Almost Transparent Blue è uno dei romanzi più brutali di Ryū Murakami. Sesso, droga e rock’n’roll in una città portuale del Giappone con una base militare americana ad un tiro di schioppo.
Romanzo senza plot, indugia sulle descrizioni e le sensazioni di violenza come se la scrittura fosse posseduta da un flusso esperenziale allucinogeno.
Questo aspetto deve aver influenzato per forza la musica di Bjorn Magnusson, qui al suo debutto con il proprio nome, ma già attivo dietro la sigla Great Black Waters, con la quale ha fatto uscire una manciata di ballad sghembe lungo due pubblicazioni e qualche sette pollici.
“Almost Transparent Blue” recupera tutte le suggestioni psych folk dei precedenti lavori, declinandoli con maggior concisione nella scrittura e lavorando di cesello sulla struttura delle canzoni. Ci fosse stato Alan Mcgee alla produzione, avrebbe potuto ottenere risultati eccellenti da questo piccolo autore visionario, capace comunque di stupire con più di un episodio, sopratutto quelli che si smarcano dalla retorica britannica per guardare con più forza a certe forme noise fine anni novanta, tra tutte, quelle che ricordano i Royal Trux più dopati e deraglianti.
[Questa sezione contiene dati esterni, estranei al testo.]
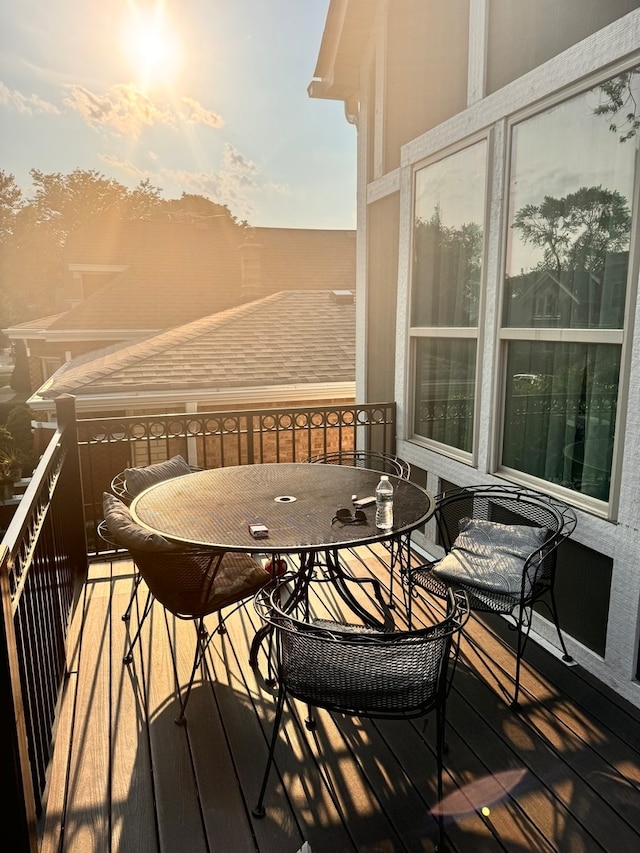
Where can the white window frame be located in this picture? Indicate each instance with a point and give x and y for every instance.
(610, 51)
(450, 332)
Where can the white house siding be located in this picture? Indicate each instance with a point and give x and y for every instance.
(613, 532)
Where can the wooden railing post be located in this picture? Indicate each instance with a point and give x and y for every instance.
(75, 527)
(17, 804)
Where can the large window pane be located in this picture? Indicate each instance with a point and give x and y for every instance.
(444, 393)
(570, 206)
(447, 239)
(560, 413)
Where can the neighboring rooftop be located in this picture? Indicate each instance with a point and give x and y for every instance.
(165, 273)
(291, 338)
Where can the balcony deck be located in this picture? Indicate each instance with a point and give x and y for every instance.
(563, 774)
Magnusson, rispetto a Neil Hagerty guarda con meno interesse agli Stones e sembra abbacinato dalle ballad elettriche e narcolettiche di Neil Young, in questo senso un brano come The Heat, oltre ad essere un piccolo capolavoro, è assolutamente paradigmatico e rappresenta una delle cose migliori dell’album, insieme ad altri episodi più pop e al netto delle intermission strumentali che forse indeboliscono il risultato complessivo.
Ad accompagnare l’album una serie di video sperimentali a bassa definizione, realizzati probabilmente in video 8 o in vhs, o forse anche in super 8, non ha importanza, è l’allure che conta e lo spirito di una deriva nel suo manifestarsi, perfetti per la musica di questo autore da tenere assolutamente d’occhio.